Un élément que je souhaite souligner ce matin, c’est la transparence de l’exercice. Tous ces débats ont lieu à la Chambre, en commission. Ils sont publics, on peut donc y assister si l’on en a le temps. Mais surtout, toutes ces notes d’orientation sont disponibles en ligne. Il suffit de se rendre sur le site de la Chambre, de consulter l’agenda du jour et, commission par commission, de trouver ces notes. C’est un outil précieux pour les politiques eux-mêmes, bien sûr, mais aussi pour les journalistes, les syndicalistes, les organisations représentatives des différents secteurs et, évidemment, pour les citoyens. Si un domaine vous intéresse en particulier, vous pouvez dès aujourd’hui faire cet exercice : aller sur le site de la Chambre et consulter la note d’orientation qui vous concerne. C’est sans doute l’illustration de l’un des avantages d’une démocratie parlementaire : la transparence et l’accès aux débats. Cela n’empêchera pas les décisions d’être prises, mais ceux qui s’y opposent peuvent en être clairement informés et tenter de les contester.
Si vous suivez l’actualité, vous pouvez mesurer la différence avec ce qui se passe actuellement aux États-Unis, par exemple, où le président signe des décrets seul dans son bureau : suppression des financements pour la recherche, licenciement des fonctionnaires, abolition du ministère de l’Éducation. Avec Donald Trump à la Maison-Blanche, la signature présidentielle précède le débat. Certes, le débat aura lieu plus tard, lorsque la Chambre des représentants devra confirmer ces mesures ou devant les tribunaux en cas de contestation. Mais c’est une manière de procéder très différente, qui montre à quel point le poids de l’opposition aux États-Unis est aujourd’hui marginal et en passe d’être marginalisé plus encore.

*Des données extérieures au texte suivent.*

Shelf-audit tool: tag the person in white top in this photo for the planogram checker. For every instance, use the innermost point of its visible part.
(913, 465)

Une dernière réflexion : nous avons un débat, nous avons des informations, nous avons de la transparence sur ce qui se passe au niveau fédéral. Au niveau bruxellois, en revanche, nous n’avons rien du tout. C’est aussi la preuve que, pour qu’un système politique fonctionne, il faut que les élus décident de le faire fonctionner. Pour l’instant, en Région bruxelloise, nous en sommes loin. D’exclusive en exigence, de bras de fer en refus de négocier, notre système politique est à l’arrêt. Avec le risque de donner tous les arguments à ceux qui pensent que la Région bruxelloise est ingouvernable ou que nos élus sont des incapables. Il faut avoir les nerfs solides pour résister à ces discours populistes. Il faut vraiment aimer Bruxelles pour continuer à suivre cette négociation qui n’avance pas. Comme si, à Bruxelles, le premier ennemi de la démocratie n’était ni le manque de transparence ni la menace d’un pouvoir autoritaire. À Bruxelles, en 2025, celle qui fait le plus de mal à l’idéal démocratique, c’est la classe politique elle-même.